To help with the application process, on Thursday the NYSGC released another appendix to the RFA, a new Q&A list providing clarity on requirements, judging criteria, and other matters.
Tribal consideration will earn sportsbooks points
Many of the items addressed in the new Q&A have been covered before by the NYSGC. However, others do include additional information. The Commission clearly wishes for all parties to be reasonably informed about both the application process and what will happen when the Commission sits down to select at least two platform providers and four mobile sports wagering operators.
One such clarification finds the NYSGC confirming that a platform provider can join multiple bids. If a provider does so, the Commission will score each bid independently. Also, the platform provider will have to pay the $25 million licensing fee for each selected application.

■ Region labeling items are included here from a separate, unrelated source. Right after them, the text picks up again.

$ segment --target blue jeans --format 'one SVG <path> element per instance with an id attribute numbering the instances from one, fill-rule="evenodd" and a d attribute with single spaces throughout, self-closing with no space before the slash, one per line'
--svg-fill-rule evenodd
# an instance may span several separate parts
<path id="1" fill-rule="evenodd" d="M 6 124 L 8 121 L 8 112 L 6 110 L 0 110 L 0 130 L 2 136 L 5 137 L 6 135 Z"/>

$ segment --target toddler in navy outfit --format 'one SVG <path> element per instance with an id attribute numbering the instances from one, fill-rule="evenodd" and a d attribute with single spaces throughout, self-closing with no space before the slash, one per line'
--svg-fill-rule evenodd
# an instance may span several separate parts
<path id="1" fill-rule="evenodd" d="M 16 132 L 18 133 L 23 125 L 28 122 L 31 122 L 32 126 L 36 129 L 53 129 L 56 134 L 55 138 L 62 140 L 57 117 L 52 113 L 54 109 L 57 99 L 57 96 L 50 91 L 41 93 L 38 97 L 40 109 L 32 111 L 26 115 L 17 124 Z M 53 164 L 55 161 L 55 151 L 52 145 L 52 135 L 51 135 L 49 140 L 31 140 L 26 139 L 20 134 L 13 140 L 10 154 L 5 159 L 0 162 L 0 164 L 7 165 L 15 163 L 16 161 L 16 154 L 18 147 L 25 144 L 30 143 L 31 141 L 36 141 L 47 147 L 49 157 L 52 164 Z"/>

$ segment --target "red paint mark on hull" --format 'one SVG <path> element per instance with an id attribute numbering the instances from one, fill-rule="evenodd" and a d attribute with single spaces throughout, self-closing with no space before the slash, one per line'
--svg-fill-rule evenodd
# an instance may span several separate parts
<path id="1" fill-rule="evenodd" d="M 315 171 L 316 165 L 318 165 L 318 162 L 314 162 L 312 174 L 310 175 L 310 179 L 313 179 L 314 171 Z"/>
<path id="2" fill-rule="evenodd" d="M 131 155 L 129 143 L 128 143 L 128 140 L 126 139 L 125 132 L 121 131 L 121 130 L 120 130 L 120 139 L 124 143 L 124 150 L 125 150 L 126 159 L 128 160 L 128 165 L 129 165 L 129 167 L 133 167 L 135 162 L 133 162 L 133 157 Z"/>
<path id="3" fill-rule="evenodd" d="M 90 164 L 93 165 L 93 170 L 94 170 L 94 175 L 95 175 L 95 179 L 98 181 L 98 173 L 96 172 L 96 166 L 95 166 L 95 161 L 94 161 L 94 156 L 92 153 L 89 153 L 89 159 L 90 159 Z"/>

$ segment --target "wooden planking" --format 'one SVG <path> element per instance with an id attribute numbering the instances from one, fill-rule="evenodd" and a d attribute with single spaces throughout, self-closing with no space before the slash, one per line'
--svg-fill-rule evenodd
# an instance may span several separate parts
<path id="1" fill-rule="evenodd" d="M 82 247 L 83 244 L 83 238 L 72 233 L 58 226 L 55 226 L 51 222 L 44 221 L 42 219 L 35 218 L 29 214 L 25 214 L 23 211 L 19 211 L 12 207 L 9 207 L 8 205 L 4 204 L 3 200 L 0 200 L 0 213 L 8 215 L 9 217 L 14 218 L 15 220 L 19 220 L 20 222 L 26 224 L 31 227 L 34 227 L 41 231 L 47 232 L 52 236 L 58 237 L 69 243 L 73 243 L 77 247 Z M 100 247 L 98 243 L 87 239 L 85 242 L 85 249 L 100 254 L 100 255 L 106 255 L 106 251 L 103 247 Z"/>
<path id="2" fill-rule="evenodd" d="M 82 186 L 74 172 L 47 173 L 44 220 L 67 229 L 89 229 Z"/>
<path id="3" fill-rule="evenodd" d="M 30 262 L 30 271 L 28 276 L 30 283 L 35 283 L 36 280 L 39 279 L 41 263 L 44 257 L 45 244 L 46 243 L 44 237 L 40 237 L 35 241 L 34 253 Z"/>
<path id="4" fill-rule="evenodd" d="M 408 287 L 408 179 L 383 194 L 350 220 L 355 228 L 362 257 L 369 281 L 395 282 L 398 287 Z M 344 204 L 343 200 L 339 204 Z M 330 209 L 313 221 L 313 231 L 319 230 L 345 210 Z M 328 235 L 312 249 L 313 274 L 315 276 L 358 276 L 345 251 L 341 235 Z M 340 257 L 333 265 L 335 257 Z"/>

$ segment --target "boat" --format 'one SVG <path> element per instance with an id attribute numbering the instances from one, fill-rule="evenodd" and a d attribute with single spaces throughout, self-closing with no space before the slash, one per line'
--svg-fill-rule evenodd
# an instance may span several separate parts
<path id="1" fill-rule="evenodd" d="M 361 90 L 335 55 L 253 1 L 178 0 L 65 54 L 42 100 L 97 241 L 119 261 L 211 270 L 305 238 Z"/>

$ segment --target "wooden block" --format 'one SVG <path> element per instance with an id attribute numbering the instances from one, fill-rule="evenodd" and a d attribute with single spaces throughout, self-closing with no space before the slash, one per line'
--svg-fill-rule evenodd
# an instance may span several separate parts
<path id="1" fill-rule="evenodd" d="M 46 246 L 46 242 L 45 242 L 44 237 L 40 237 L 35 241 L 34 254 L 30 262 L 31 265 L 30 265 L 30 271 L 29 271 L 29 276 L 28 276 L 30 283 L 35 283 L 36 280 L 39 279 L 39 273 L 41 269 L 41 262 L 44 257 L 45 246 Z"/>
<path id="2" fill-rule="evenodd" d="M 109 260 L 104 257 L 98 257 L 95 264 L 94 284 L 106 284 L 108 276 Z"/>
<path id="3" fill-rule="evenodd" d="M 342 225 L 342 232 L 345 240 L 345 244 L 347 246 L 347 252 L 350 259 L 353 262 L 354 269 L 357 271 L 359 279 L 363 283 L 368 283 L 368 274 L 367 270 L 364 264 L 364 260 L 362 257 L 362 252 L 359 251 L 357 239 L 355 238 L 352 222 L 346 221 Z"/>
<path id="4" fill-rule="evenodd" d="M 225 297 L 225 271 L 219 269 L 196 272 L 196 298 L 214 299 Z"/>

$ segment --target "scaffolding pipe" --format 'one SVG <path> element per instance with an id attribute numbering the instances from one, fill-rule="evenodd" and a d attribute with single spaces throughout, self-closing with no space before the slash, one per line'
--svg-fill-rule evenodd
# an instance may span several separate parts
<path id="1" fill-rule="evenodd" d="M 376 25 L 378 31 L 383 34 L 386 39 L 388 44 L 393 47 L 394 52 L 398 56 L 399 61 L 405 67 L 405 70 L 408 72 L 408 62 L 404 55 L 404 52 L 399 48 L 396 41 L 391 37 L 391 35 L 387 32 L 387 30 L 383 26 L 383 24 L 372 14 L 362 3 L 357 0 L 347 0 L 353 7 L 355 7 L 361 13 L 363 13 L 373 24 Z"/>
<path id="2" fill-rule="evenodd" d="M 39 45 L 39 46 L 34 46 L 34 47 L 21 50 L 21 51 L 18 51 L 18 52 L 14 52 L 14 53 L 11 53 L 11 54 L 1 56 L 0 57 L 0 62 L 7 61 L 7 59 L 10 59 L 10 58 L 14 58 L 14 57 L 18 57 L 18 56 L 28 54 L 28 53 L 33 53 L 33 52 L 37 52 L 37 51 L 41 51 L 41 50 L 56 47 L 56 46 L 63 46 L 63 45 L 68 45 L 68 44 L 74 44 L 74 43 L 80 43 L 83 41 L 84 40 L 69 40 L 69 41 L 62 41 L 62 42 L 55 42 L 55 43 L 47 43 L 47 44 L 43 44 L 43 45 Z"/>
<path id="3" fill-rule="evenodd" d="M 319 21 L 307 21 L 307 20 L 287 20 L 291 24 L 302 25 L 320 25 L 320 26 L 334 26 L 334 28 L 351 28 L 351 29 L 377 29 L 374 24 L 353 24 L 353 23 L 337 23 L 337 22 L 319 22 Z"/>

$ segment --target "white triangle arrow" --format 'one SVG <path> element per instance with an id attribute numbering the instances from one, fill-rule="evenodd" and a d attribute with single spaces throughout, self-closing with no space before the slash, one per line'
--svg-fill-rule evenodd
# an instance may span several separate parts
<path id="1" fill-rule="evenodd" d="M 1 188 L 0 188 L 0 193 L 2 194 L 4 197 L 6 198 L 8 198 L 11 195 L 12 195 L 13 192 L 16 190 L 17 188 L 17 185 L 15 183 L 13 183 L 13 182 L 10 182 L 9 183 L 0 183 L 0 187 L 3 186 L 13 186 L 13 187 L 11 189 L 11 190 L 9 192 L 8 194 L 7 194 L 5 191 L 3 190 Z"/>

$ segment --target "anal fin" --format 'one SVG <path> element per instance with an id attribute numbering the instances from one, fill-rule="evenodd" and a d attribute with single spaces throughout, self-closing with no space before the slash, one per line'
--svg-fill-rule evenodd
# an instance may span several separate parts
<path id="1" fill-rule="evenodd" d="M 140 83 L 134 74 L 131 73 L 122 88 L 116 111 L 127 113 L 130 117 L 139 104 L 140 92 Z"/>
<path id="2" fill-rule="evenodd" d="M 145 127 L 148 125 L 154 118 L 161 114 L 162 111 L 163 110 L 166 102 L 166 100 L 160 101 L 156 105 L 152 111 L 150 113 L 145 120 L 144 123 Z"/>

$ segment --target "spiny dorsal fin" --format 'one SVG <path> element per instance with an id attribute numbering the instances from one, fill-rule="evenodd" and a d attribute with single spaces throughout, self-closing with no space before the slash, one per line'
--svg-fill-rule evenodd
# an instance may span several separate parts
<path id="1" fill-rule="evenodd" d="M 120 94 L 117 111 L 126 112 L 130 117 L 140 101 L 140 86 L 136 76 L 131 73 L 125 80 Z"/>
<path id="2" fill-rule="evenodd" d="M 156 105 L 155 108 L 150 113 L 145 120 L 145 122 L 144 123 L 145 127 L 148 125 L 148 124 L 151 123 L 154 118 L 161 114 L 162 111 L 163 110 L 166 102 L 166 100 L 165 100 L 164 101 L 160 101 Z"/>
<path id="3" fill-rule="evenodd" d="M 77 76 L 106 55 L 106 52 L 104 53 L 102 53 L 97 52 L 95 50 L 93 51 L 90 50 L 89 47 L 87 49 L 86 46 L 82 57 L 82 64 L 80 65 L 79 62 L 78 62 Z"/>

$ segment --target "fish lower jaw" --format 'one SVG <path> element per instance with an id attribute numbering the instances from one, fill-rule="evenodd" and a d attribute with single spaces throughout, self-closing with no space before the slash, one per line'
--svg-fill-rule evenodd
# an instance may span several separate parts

The Commission will award points to applicants adding up to a maximum score of 75 points. Applicants must earn a minimum of 60 points to remain under consideration. As far as scoring applications go, the NYSGC also provides more details regarding its evaluation criteria.
For instance, applicants with sports revenue-sharing agreements with New York tribes earn a bonus. That said, agreements with multiple tribes don’t earn multiple bonuses. Rather, the Commission will award up to 5 points total with the amount determined by the overall value of the agreement(s) the provider has established.
Relatedly, the Q&A clarifies that whatever the tribal agreements are, no servers will be located on tribal lands.
Having a minority business partner also earns applicants up to 2.5 points. There again, the NYSGC will determine the score by judging the value of the partnership.
More points for higher sports betting tax rates
The point system earns additional discussion in the new Q&A, such as when clarifying the awarding of points for applicants’ proposed taxation rate on mobile sports wagering gross gaming revenue.
The higher the tax rate, the more points applicants will receive according to the following system:
- 12.5% to 30% = up to 3 points
- 30% to 40% = up to 10 points
- 40% to 50%t = up to 15 points
- 50% = up to 20 points (with additional points for more than 50%)
The Commission will employ a sliding scale. That means a tax rate of 49% (for instance) would receive more points than one of 42%. Also, the NYSGC clarifies that an applicant proposing a tax rate at one of the “transition points” between levels (e.g., 30, 40, or 50 percent) would receive the lower point value. For example, a 40% rate would receive 10 points.
Under this heading, the NYSGC also addresses how it will handle bids describing scenarios in which the tax rate will decrease if the NYSGC chooses more than the preferred number of providers and operators. In that case, “each applicable scenario will be scored separately based on the Pricing Matrix submitted by the Applicant.”
Other questions answered regarding application logistics
The Q&A covers additional logistical questions regarding applications as well.
Applications can contain multiple platform providers, in which case they must designate one provider as the primary applicant. However, the NYSGC will not favor primary applicants or judge them differently than non-primary ones.
Applicants on multiple bids can be a platform provider on one bid and an operator on another. The Commission also notes it has yet to establish a renewal process for when the 10-year license terms expire.
Also, as covered before, the NYSGC expects platform providers and operators to maintain the same partnerships they have during the application process throughout the 10 years of their license, if awarded. However, “the Commission will consider changes that will in their subjective determination generate as much or more revenue for the State.”
As noted, applicants have a little over two weeks left to get their bids into the NYSGC. Once they do, the Commission will then have up to 150 days to evaluate the applications and make their selections.